With each new year comes a new promise to better yourself in the form of resolutions. While these can revolve around health, habits, and behaviors, I decided to take a look at what St. Louis Cardinals fans can do to promise a happy and healthy 2025 season.
Resolution #1 : Move on from previous trade blunders
Adolis Garcia. Zac Gallen. Sandy Alcantara. Lane Thomas. Tyler O'Neill. Randy Arozarena. Dylan Carlson and the "cold dead hands" statement. At this point, it's clear that these moves were missteps but also moves that all made sense at the time of their making. Garcia was DFA'd and passed up by every other team on the waiver wire and then still did not blossom until two years later. Gallen and Alcantara were seen to be dealing from depth for the massive-sized hole in the order. Arozarena and Thomas were both seen as depth pieces in a crowded outfield, with Arozarena netting a former top left-handed pitching prospect in Matthew Liberatore and Thomas getting veteran Jon Lester for the Cardinals' playoff push. Carlson was never going to net Juan Soto and that quote is too commonly misused and the O'Neill situation was to the point where a change of scenery was best for both parties.
These moves have stung in the past, but the reality is that nothing can change those decisions and the outcome of those transactions. At the time of the majority of these deals, the fanbase was in agreement with the decision-makers, even priding the new organization strategies of trading homegrown depth for proven pieces. Of course, just because the moves look good on paper, that did not guarantee results from those players.
However, these were made under the management of John Mozeliak, who is known to be giving way to Chaim Bloom after this season. Mo's time as the top decision-maker for the Cardinals has to be seen as an overall model of consistency despite the major success in terms of championship banners. Under his tutelage, the Cardinals had 15 consecutive winning seasons and a 2011 World Series ring. With this changing of the guard, it is finally time to change the tone from "what could have been" to "let's see what this team is" in 2025.
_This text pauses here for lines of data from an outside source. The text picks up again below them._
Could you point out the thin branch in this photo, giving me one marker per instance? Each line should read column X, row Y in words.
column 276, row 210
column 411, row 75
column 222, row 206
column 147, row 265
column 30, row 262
The reality with each of the above decisions is that those players were not seen as ones that could push the current team into the championship level the fans and city expect. The constant success from Mozeliak's teams raised expectations to yearly division winners at minimum which forced management's hands to focus on making the major league club the strongest possible. Those decisions come at the cost of minor league depth and development, but those were seen as short-term sacrifices that would be overshadowed by bigger-picture success. The other idea was that the Cardinals had such a string of success in player development that they thought they could draft, develop, trade, and replace in a constant cycle of talent.
2025 has already been announced as a different year, and that should allow fans to push past the heartache whenever one of those former Cardinals finds success. The new focus should be put on the current team and the direction new management has planned for the future of the franchise.